Your book, The Power of Meaning, explores the four pillars of a meaningful life: belonging, purpose, storytelling, and transcendence. Our readers will have to pick up a copy of the book to really dig into each topic, but can you give a quick overview of why these four concepts work so powerfully together to build meaning?
When I set out to write this book, I wanted to understand how people today find meaning in their lives. Many of our shared sources of meaning are fading away, so people have to search for meaning on their own. How are they doing that? After interviewing people across the country and digging into the social science research as well as the philosophy on meaningfulness, I started seeing certain themes come up over and over again.
When people talk about what makes their lives meaningful, they talk about being in relationships or part of groups where they're valued—where, in other words, they feel a sense of belonging. They talk about having something worthwhile to do with their time—projects and pursuits that they think are making things better for others. That's purpose. They talk about their life in terms of a narrative. So, their experiences aren't random and disconnected, but part of a larger whole—a story—that helps them understand who they are and the world they live in. With storytelling, it's the story you tell yourself about yourself, about how you became you. Finally, they talk about transcendent experiences, those rare moments when you're lifted above the hustle and bustle of daily life and feel connected to something bigger. For some people, that happens in church. For others, it happens out in nature or at the art museum.
What was the most meaningful part of your experience at Dartmouth?

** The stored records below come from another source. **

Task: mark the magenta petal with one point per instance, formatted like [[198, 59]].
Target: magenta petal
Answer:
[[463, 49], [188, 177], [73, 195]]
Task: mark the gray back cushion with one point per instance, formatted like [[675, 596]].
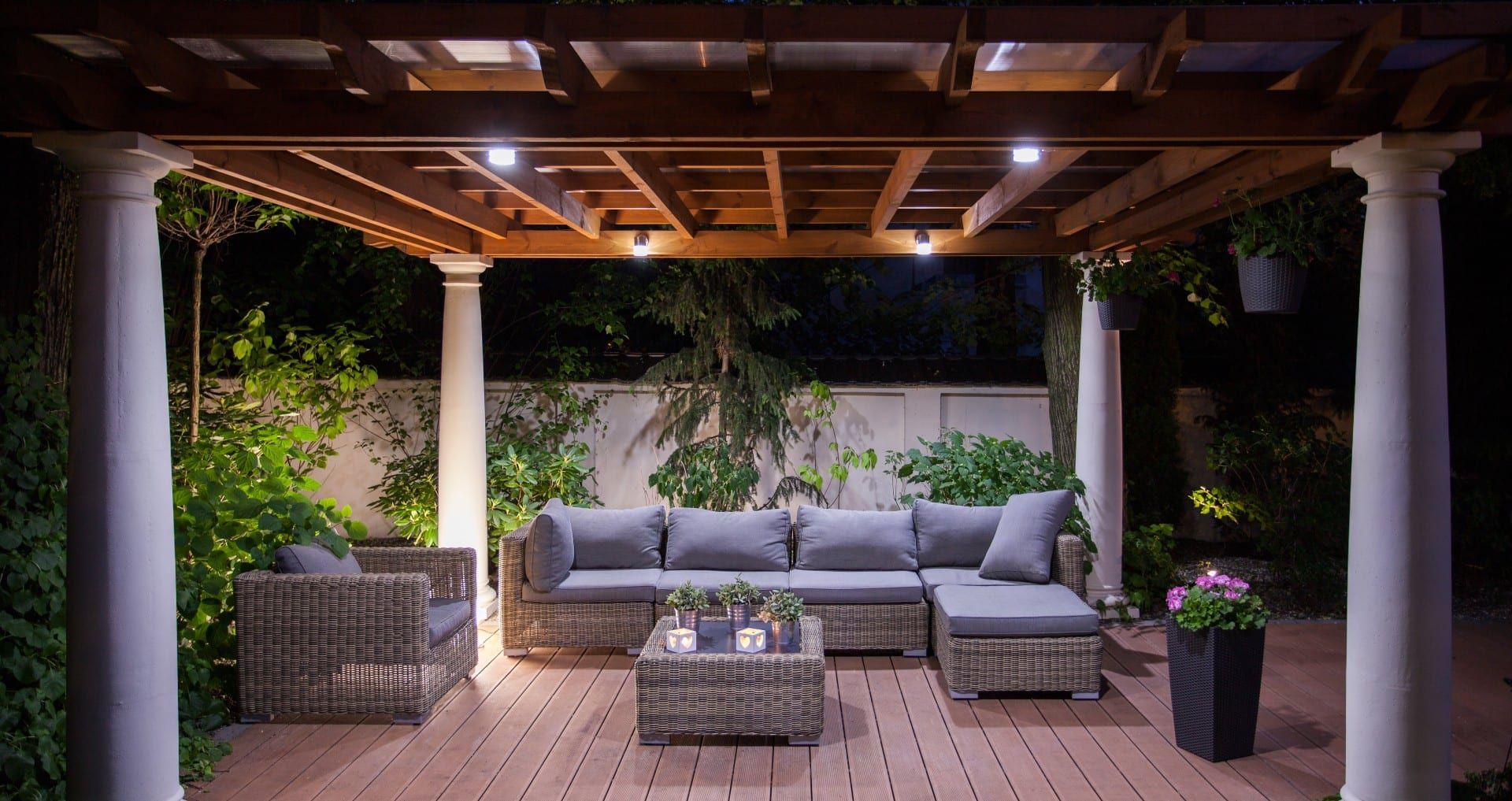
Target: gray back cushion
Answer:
[[851, 540], [549, 547], [953, 536], [1025, 541], [703, 540], [315, 558], [617, 539]]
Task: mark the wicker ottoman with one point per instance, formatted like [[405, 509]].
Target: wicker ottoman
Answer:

The relationships I developed with friends and faculty. I applied early to Dartmouth and one reason was its conviviality, which was obvious even when I visited as a high-school student. I felt a sense of belonging on campus and eventually joined communities—like Tri Delt and The Dartmouth Review—where I made lifelong friends. In fact, I met my husband through The Review! And it's not just with the students. The professors here really go out of their way to educate and mentor the undergraduates. We're lucky. It's one of the many things that makes Dartmouth special. I'm still friends with a few of my professors and see them each time I'm on campus, which is once or twice a year.
In addition to featuring cutting-edge research on positive psychology, your book also draws on personal interviews and insights from the world’s great thinkers. Is there a quote or other nugget of wisdom that you came upon during your research which has most stayed with you since finishing the book?

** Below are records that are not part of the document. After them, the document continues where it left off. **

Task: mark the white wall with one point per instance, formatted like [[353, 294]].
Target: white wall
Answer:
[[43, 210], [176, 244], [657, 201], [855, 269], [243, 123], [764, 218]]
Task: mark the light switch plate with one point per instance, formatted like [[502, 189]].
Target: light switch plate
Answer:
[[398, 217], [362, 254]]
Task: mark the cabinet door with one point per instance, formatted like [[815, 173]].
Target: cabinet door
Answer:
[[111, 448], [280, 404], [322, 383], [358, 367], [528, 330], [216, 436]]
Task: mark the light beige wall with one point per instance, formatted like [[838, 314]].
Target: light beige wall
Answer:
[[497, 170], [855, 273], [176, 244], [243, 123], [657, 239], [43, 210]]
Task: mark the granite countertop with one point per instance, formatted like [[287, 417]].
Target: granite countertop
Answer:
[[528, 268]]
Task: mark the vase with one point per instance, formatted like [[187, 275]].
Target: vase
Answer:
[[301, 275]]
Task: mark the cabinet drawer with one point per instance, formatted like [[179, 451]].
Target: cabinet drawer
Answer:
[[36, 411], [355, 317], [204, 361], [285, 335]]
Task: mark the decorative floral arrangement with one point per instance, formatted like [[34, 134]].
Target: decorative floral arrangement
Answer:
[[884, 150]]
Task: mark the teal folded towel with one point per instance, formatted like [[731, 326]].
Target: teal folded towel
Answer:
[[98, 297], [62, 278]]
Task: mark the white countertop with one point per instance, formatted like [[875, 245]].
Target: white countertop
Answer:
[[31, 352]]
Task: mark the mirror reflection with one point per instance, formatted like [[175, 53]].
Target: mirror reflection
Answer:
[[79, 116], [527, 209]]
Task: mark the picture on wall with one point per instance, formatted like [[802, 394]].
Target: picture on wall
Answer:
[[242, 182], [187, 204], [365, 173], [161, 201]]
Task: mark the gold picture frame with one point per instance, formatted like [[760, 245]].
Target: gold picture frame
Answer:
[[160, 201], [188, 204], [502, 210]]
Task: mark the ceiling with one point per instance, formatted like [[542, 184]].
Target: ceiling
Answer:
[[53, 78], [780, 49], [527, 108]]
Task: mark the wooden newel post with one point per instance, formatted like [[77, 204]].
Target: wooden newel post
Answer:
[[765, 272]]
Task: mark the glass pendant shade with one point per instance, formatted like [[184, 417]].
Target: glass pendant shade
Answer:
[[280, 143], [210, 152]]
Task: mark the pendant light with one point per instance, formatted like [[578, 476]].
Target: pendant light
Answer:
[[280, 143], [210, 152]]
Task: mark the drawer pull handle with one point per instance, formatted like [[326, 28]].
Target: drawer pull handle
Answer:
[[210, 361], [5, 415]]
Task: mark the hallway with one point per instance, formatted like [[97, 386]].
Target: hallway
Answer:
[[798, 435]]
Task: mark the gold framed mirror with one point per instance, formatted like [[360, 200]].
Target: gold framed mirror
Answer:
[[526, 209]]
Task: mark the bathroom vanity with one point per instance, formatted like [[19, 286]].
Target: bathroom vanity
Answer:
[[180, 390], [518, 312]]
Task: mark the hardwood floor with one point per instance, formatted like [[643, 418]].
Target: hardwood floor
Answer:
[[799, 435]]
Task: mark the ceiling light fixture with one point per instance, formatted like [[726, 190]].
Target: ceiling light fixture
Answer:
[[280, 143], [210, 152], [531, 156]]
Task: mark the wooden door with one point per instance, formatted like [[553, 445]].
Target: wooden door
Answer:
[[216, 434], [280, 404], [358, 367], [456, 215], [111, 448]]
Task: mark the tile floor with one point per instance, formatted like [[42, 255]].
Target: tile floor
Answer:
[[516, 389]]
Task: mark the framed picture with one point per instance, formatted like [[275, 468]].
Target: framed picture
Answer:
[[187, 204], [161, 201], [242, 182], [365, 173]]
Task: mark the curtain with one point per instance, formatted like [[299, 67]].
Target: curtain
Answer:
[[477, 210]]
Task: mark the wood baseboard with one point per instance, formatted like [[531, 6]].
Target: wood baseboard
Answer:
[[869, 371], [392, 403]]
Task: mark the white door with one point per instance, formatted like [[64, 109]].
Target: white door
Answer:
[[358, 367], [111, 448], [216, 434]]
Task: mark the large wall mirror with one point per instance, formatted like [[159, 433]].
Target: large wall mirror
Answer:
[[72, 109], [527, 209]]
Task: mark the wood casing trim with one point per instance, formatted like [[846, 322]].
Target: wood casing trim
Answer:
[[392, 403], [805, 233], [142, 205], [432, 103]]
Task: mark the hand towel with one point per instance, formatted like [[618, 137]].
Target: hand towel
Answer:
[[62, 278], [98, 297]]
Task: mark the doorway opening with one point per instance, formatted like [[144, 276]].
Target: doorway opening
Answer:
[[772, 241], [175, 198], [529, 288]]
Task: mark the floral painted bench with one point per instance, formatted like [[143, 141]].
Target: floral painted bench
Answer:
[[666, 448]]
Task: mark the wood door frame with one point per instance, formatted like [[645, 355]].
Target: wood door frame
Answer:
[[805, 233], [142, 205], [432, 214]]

Yes. It's this quote by George Eliot, which concludes her gorgeous novel Middlemarch. "The growing good of the world is partly dependent on unhistoric acts; and that things are not so ill with you and me as they might have been, is half owing to the number who lived faithfully a hidden life, and rest in unvisited tombs.”
I think a lot of people, especially young adults, think you have to do something extraordinary to lead a meaningful life. But ordinary, humble lives are also full of meaning. If you haven't read this novel, I highly recommend it. It's a masterpiece about how to find meaning in life when your life doesn't unfold as you'd hoped it would.